Dayono mengaku saat dia masih belia kerap mengambil batang dan pohon mangrove untuk kayu bakar. “Saya mengambil kayu bakar lalu dijual ke warung-warung, untuk rumah-rumah warga juga,” ungkap pria kelahiran Kampung Ketapang yang pindah ke Mojo pada tahun 60-an. Menurut Dayono, selain diambil kayunya, pembabatan mangrove juga terjadi karena lahannya dibuat areal pertambakan terutama sejak masuknya udang windu pada tahun 80-an.
“Dulunya mangrove kami luas sekali, sekarang yang tambah luas justru tambak, saat ini ada 350 hektar tambak yang ada di Desa Mojo. Karena tambak itu pula saya kira abrasi datang dengan cepat pula,” kata Tasmani alumni SMK Tunas Karya, Comal.

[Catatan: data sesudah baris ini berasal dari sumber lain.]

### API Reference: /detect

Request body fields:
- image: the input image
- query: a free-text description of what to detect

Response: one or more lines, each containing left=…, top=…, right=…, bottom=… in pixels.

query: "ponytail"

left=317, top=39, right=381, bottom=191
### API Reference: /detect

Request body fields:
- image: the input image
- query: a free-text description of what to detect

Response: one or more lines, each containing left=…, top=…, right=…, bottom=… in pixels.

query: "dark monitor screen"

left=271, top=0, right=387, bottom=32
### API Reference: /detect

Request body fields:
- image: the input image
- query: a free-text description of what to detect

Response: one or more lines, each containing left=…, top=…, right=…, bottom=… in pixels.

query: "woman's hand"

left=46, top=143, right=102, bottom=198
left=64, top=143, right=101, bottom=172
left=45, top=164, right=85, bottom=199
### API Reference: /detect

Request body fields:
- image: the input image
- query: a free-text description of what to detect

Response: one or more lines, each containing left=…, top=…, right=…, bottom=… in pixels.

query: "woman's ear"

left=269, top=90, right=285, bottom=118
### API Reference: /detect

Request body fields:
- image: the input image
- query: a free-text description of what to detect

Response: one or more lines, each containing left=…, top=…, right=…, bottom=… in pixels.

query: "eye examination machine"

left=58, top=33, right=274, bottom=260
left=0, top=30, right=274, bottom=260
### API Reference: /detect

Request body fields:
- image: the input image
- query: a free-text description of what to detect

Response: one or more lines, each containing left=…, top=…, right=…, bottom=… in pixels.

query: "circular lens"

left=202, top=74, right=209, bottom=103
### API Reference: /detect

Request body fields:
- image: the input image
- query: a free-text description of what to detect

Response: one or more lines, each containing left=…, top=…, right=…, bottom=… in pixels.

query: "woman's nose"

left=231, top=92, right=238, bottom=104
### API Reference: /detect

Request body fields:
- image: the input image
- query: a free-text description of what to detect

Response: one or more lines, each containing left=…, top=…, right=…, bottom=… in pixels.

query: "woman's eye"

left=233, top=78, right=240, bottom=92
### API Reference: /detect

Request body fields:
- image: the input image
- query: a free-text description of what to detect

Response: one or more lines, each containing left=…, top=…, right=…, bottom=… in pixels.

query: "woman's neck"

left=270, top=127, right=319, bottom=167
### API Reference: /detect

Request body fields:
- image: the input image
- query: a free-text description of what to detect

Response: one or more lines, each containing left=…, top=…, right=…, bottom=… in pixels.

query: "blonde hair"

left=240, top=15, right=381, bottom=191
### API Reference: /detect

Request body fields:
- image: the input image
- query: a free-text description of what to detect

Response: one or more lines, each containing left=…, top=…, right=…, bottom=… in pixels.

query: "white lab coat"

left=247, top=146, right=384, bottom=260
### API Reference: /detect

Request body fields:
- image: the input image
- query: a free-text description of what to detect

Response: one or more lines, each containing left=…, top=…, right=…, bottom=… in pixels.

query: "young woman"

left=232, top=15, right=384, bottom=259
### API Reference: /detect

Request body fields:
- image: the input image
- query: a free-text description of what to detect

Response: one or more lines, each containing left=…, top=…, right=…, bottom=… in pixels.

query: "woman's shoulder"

Dia menyebut bahwa abrasi hebat terjadi sejak tahun 2000-an. Oleh sebab itu, bagi Tasmani dan kelompoknya, masa depan mangrove di Mojo atau di Pemalang secara umum, upaya mengatasi abrasi dan degradasi mangrove ini menjadi pilihan sekaligus kegiatan kelompok Bakau Lestari yang dipimpinnya.
“Kalau kami tak menanami mangrove segera, pematang tambak pasti akan ambruk. Kami tak bisa tebar bandeng atau udang lagi,” katanya.
Tasmani dengan fasih menyebut mitra-mitra program seperti program Rehab dari OISCA jepang sejak tahun 1999 hingga 2004, GNRHL 2003-2007, Kemenhut , KBR Kebun Bibit Rakyat, Dinhut Kabupaten dan DKP provinsi dan kabupaten, BLH Provinsi, BP Das Pemali Jeratun Semarang, KLH Kabupaten. Tasmani juga ingat lembaga non Pemerintah seperti LSM Sahabat Alam, komunitas mahasiswa dari Undip.
Menurut Tasmani, banyak hal yang bisa dilakukan jika mangrove bisa dilestarikan seperti pelindung dari ombak, lokasi wisata mangrove, sebagai kebun bibit rakyat (pembibitan bakau dan cemara laut), sebagai habitat kepiting bakau, untuk lokasi budidaya kepiting soka dan ruang edukasi bagi murid-murid sekolah tentang pentingnya pelestarian kawasan mangrove.
“Makanya ke depan ini, kita berharap semakin membaik pula kegiatan konservasi ini. Tidak asal tanam dan jumlah yang ditanam lebih banyak,” pungkas pria yang lahir di Desa Mojo pada 23 April 1980. Suami dari Annisa serta anak dari Septiani Avi Amika, 15 tahun dan Obby Firdy Ordan, 8 tahun.